At JASS, we believe that real transformation cannot be achieved with laws or policies alone. Freedom, dignity, respect, and the wellbeing of all human beings and the planet require a deep and profound transformation of social and political institutions. This kind of change involves the redistribution of power and resources, but importantly it also requires shifting social norms, beliefs and behaviors within our families, communities, and ourselves.
Tools for the Personal is Political
Common Ground & Community
Common ground and community is about finding what we share with others and using that as an essential starting point to building collective power for change. When we identify similar experiences, issues, hopes, and alternatives, we can forge a common cause and begin organizing.
It can be liberating to discover that you are not alone with your problems and that you can work with others to change them. People often come together by identifying common needs—from clean water to decent schools and protection from violence, to access to jobs, housing and land. It is this self-interest, transformed into common cause with a group of people, that sparks and sustains organizing efforts.+ Read More
“If done effectively, organizing unleashes and empowers activists and leaders.
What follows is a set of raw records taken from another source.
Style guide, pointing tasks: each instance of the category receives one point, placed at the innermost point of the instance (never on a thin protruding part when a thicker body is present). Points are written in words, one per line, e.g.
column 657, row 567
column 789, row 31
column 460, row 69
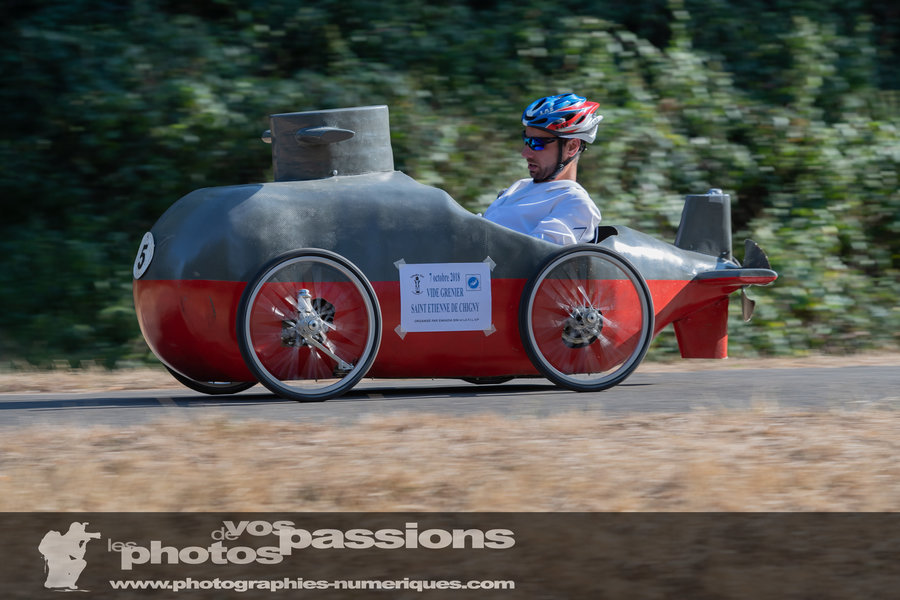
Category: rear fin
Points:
column 736, row 277
column 704, row 333
column 754, row 257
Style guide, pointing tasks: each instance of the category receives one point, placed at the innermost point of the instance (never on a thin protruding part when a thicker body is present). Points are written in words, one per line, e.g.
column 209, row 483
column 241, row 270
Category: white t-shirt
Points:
column 556, row 211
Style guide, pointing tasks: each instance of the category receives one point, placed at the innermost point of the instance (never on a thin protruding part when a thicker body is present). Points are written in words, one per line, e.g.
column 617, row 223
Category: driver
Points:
column 551, row 205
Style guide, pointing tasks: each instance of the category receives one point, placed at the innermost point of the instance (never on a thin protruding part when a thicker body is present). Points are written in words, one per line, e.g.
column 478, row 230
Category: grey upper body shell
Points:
column 373, row 220
column 336, row 189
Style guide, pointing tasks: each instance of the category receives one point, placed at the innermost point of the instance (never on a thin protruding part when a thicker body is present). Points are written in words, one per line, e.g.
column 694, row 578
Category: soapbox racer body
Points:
column 309, row 283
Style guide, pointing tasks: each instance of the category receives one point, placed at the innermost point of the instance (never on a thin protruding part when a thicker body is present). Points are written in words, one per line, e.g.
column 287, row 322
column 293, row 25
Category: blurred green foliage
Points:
column 113, row 110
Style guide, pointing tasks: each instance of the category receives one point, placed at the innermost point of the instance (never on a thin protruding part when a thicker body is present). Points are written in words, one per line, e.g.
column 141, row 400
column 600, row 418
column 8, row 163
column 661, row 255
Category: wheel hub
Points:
column 582, row 327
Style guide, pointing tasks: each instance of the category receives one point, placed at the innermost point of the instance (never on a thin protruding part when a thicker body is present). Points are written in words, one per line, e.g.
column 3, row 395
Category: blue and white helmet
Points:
column 564, row 115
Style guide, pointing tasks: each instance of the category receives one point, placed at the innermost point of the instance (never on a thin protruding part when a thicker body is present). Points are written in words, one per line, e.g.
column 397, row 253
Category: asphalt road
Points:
column 801, row 389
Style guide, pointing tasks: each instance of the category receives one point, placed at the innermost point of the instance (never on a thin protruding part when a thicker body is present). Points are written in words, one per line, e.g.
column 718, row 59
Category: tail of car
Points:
column 706, row 228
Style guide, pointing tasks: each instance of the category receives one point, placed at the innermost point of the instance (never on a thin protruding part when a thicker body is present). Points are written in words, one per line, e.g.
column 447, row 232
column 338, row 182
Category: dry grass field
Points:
column 766, row 459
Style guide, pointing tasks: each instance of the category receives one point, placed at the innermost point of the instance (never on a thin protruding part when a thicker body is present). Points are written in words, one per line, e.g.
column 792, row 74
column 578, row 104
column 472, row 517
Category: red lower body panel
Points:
column 191, row 326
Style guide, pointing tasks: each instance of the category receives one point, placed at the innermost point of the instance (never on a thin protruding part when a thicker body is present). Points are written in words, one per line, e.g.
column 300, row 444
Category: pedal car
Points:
column 343, row 268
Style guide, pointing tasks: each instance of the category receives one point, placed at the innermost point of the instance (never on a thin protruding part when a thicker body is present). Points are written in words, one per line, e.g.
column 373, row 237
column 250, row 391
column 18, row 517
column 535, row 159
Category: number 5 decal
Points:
column 145, row 255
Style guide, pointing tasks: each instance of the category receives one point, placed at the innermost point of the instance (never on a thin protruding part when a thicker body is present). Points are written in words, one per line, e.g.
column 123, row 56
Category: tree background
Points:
column 114, row 110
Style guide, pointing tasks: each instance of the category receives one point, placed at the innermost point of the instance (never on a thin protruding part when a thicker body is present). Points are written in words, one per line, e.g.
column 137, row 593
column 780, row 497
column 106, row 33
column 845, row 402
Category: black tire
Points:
column 320, row 350
column 213, row 388
column 586, row 318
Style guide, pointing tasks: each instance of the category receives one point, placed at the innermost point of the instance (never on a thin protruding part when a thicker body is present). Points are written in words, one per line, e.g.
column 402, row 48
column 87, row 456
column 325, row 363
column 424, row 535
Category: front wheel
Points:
column 309, row 325
column 586, row 318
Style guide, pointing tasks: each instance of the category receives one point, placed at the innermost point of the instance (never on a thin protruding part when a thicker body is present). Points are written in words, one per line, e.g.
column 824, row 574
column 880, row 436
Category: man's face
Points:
column 542, row 163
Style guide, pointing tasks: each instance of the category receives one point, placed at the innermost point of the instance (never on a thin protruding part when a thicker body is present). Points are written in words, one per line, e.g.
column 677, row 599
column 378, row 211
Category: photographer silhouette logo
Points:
column 64, row 556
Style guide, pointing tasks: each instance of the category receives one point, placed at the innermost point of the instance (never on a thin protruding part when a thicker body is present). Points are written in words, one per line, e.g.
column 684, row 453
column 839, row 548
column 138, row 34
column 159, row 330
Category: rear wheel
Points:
column 586, row 319
column 309, row 325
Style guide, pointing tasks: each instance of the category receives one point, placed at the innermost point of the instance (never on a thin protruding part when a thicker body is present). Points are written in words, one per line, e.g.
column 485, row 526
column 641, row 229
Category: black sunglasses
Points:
column 537, row 144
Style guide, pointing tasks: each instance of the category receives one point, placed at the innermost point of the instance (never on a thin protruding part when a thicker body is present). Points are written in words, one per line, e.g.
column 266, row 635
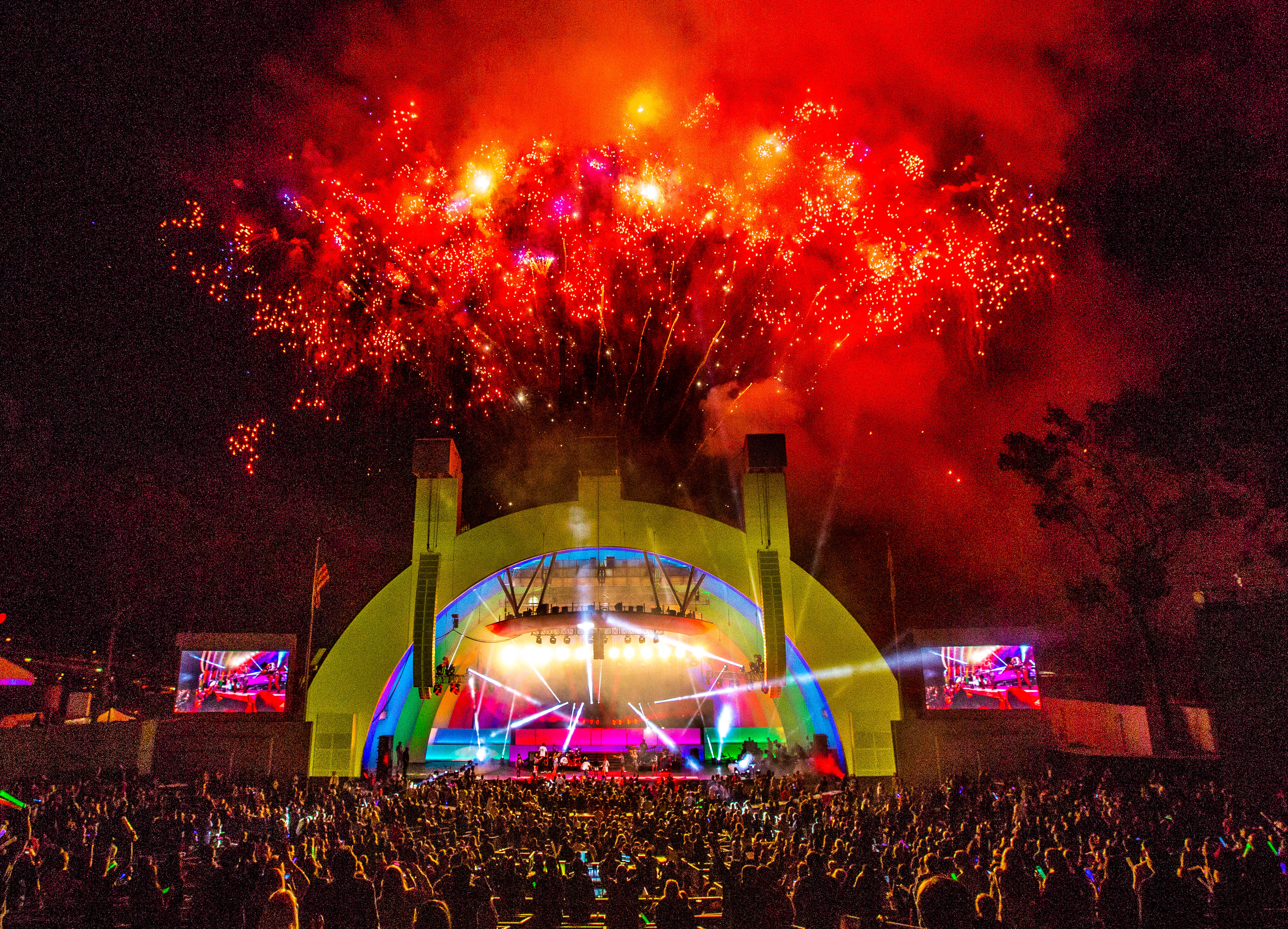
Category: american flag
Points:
column 320, row 578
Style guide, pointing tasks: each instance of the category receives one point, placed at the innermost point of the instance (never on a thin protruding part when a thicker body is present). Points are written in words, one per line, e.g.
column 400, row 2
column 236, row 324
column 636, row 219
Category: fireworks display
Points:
column 618, row 285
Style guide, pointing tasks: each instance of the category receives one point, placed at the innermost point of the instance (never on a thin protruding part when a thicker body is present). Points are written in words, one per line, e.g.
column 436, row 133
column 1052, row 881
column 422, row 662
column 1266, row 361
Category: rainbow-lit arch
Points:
column 838, row 681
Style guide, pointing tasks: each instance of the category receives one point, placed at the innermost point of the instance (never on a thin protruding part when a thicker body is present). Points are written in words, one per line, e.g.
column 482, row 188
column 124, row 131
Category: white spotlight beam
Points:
column 505, row 688
column 536, row 716
column 670, row 743
column 572, row 726
column 826, row 675
column 543, row 679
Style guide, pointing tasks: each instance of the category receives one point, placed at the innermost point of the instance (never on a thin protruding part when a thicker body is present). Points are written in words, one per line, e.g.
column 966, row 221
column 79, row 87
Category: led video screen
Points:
column 232, row 682
column 981, row 677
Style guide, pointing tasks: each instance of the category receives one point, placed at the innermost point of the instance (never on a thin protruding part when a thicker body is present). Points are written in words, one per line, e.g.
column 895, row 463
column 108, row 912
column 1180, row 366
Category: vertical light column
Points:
column 437, row 523
column 764, row 505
It surfaces and generates knowledge about common heartfelt problems, and begins to weave the relationships essential for joint strategies and action to solve those problems.”—Lisa VeneKlasen
Vital to building common ground is the creation of safe spaces that enable people to share their stories and concerns and to imagine alternatives that would make a difference. Through open dialogue, common problems emerge. People begin to analyze the root causes, and they recognize patterns of inequality embedded in the systems and social and political institutions. By identifying shared challenges, they realize that they can address them through collective action.
This process is the foundation for building a common political agenda and strategies to make change. As people imagine alternatives and solutions, it is important to bring to the surface and affirm common values, principles, and hopes; these connect us to others across our differences and potential fault lines. Common dreams not only attract others, but sustain us for long-term movement goals.
Tools for Common Ground and Community
Power within is about a person’s sense of self-worth and self-knowledge. Sometimes referred to as “personal empowerment”, it is the capacity to value oneself, think independently, challenge assumptions, have hope and seek fulfilment. Power within is rooted in a belief in inherent human rights and dignity.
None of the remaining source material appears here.